Other transplant experts praised the Maryland team’s landmark research and said Bennett’s death shouldn’t slow the push to figure out how to use animal organs to save human lives.
“This was a first step into uncharted territory,” said Dr. Robert Montgomery of NYU Langone Health, a transplant surgeon who received his own heart transplant. “A tremendous amount of information” will contribute to the next steps as teams at several transplant centers plan the first clinical trials.
“It was an incredible feat that he was kept alive for two months and was able to enjoy his family,” Montgomery added.
The need for another source of organs is huge. More than 41,000 transplants were performed in the U.S. last year, a record—including about 3,800 heart transplants. But more than 106,000 people remain on the national waiting list, thousands die every year before getting an organ and thousands more never even get added to the list, considered too much of a long shot.
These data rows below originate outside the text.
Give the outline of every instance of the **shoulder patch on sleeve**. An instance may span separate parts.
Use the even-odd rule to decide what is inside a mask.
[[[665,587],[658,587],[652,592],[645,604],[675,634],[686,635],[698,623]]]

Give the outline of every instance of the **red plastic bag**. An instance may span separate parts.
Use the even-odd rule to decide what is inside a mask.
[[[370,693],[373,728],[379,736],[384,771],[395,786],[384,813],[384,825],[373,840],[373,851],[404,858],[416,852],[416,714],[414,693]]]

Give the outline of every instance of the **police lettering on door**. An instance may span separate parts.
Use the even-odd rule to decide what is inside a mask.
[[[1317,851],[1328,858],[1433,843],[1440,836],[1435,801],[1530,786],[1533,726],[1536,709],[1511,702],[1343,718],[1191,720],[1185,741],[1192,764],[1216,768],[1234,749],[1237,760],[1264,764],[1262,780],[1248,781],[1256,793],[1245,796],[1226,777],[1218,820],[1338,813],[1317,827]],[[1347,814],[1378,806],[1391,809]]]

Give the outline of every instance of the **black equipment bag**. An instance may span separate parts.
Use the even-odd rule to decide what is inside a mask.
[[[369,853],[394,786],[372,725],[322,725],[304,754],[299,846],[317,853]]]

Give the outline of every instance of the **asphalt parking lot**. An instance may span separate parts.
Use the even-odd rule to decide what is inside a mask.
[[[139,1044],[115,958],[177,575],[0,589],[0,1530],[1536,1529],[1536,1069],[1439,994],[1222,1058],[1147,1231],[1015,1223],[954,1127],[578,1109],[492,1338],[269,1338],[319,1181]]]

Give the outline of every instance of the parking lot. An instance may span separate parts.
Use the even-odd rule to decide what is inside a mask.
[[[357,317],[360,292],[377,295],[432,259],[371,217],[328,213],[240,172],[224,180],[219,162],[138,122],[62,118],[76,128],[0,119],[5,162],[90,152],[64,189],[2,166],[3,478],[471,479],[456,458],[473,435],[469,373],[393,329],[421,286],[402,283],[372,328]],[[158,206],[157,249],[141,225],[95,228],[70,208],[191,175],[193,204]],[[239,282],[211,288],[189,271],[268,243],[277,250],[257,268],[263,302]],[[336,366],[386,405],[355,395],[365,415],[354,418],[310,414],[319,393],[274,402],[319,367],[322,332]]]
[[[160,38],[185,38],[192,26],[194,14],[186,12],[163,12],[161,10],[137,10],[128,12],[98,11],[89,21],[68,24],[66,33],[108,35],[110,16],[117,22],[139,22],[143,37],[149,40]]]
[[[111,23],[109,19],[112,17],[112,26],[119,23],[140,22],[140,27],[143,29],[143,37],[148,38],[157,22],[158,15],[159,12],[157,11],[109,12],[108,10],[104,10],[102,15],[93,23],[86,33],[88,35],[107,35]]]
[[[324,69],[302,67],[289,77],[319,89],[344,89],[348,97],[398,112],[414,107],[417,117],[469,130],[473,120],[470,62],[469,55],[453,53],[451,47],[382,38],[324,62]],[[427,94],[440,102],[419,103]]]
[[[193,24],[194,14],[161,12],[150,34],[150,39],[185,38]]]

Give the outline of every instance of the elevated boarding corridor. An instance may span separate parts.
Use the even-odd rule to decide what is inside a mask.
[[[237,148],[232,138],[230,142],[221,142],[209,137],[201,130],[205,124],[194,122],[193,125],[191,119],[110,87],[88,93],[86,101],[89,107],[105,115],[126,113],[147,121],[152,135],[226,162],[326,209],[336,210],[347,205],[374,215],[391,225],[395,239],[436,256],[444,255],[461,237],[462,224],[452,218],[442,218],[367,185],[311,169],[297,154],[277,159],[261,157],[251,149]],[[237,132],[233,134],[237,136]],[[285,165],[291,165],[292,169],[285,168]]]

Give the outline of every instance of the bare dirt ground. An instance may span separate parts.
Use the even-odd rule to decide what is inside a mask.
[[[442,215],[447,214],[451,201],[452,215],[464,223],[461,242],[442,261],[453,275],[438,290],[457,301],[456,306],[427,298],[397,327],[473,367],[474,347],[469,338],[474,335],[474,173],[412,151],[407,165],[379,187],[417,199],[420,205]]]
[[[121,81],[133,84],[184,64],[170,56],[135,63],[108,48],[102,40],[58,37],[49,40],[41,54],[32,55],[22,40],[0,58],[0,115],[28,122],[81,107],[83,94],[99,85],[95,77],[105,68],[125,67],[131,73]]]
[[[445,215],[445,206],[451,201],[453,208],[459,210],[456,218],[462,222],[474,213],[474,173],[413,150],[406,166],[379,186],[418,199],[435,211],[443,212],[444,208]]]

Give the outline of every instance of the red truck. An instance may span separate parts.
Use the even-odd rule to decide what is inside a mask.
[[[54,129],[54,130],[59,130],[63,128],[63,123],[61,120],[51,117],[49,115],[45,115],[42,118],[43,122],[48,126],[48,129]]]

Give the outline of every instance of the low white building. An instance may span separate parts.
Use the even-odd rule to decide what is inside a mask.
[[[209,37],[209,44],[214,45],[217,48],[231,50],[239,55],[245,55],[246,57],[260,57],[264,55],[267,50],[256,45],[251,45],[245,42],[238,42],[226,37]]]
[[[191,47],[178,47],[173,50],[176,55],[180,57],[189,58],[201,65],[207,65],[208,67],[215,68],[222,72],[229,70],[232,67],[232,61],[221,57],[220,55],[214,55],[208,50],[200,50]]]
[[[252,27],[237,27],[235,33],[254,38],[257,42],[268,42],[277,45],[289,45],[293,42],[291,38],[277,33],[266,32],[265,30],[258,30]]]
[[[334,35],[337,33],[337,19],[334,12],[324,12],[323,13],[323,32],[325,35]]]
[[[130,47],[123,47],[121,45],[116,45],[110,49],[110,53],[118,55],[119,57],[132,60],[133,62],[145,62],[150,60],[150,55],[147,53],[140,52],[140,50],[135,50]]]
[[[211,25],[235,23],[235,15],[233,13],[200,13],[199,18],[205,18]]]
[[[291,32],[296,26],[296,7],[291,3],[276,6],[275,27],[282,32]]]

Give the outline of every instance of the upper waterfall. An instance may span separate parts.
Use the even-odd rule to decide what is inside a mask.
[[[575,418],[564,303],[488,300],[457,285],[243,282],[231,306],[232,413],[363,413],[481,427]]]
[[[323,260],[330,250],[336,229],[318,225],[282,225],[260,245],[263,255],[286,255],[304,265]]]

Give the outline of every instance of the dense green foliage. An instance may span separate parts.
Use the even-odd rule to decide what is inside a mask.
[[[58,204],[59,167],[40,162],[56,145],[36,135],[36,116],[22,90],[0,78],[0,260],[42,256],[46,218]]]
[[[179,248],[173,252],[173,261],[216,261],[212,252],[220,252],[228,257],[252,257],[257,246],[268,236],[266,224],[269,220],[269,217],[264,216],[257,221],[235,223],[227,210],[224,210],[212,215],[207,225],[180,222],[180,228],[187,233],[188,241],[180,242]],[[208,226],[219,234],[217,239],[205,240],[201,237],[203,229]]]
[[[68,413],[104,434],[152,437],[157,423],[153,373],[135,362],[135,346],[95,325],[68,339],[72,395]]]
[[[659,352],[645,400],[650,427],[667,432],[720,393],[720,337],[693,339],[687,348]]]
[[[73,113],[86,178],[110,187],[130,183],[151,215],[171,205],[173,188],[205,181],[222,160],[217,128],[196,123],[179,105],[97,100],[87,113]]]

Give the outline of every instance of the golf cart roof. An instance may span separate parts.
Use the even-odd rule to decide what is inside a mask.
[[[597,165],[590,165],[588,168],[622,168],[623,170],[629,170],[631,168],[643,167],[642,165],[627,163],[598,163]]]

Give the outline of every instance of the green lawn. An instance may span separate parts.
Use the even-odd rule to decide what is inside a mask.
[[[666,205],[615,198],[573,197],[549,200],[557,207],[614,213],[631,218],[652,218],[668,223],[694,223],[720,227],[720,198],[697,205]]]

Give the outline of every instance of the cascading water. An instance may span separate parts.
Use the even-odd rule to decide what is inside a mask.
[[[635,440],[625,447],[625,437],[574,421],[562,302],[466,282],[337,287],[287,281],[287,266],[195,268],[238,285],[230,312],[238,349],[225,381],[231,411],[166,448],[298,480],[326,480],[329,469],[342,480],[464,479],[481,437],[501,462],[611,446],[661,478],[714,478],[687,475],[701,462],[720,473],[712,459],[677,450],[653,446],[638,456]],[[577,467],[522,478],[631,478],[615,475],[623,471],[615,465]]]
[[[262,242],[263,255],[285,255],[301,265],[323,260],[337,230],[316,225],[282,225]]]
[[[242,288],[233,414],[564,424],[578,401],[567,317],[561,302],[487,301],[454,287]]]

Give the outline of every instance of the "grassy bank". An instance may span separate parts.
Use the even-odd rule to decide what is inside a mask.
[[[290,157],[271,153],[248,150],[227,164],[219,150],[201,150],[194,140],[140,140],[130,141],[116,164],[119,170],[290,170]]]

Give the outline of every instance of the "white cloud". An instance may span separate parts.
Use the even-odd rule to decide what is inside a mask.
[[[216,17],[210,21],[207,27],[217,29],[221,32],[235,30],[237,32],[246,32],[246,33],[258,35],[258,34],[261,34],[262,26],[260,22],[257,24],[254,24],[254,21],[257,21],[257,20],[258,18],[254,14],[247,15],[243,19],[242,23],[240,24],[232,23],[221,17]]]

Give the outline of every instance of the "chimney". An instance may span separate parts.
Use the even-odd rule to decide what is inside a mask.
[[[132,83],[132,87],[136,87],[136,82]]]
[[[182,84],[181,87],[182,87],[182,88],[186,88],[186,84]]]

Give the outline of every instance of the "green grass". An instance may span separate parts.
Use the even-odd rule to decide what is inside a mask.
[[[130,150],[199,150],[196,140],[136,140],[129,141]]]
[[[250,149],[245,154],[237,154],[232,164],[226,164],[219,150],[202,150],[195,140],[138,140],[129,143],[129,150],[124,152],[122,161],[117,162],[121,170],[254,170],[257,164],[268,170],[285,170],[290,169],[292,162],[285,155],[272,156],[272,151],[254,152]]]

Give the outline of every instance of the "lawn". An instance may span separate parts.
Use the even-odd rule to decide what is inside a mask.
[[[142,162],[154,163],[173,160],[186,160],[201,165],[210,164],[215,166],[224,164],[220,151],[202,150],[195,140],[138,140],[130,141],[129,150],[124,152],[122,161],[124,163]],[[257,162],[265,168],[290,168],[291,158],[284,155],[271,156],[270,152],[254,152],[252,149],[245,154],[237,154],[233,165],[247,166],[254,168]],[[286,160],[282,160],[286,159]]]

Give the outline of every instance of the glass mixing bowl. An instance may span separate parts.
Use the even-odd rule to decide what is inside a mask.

The Food and Drug Administration had allowed the dramatic Maryland experiment under “compassionate use” rules for emergency situations. Bennett’s doctors said he had heart failure and an irregular heartbeat, plus a history of not complying with medical instructions. He was deemed ineligible for a human heart transplant that requires strict use of immune-suppressing medicines, or the remaining alternative, an implanted heart pump.
Organ rejection, infections, and other complications are risks for any transplant recipient. Experts hope the Maryland team quickly publishes in a medical journal exactly how Bennett’s body responded to the pig heart.
From Bennett’s experience, “we have gained invaluable insights learning that the genetically modified pig heart can function well within the human body while the immune system is adequately suppressed,” said Dr. Muhammad Mohiuddin, scientific director of the Maryland university’s animal-to-human transplant program.
One next question is what evidence, from Bennett’s experience and some other recent experiments with gene-edited pig organs, may persuade the FDA to allow a clinical trial—possibly with an organ such as a kidney that isn’t immediately fatal if it fails.
Twice last fall, Montgomery’s team at NYU got permission from the families of deceased individuals to temporarily attach a gene-edited pig kidney to blood vessels outside the body and watch them work before ending life support. And surgeons at the University of Alabama at Birmingham went a step further, transplanting a pair of gene-edited pig kidneys into a brain-dead man in a step-by-step rehearsal for an operation they hope to try in living patients possibly later this year.
Pigs have long been used in human medicine, including pig skin grafts and implantation of pig heart valves. But transplanting entire organs is much more complex than using highly processed tissue. The gene-edited pigs used in these experiments were provided by Revivicor, a subsidiary of United Therapeutics, one of several biotech companies in the running to develop suitable pig organs for potential human transplant.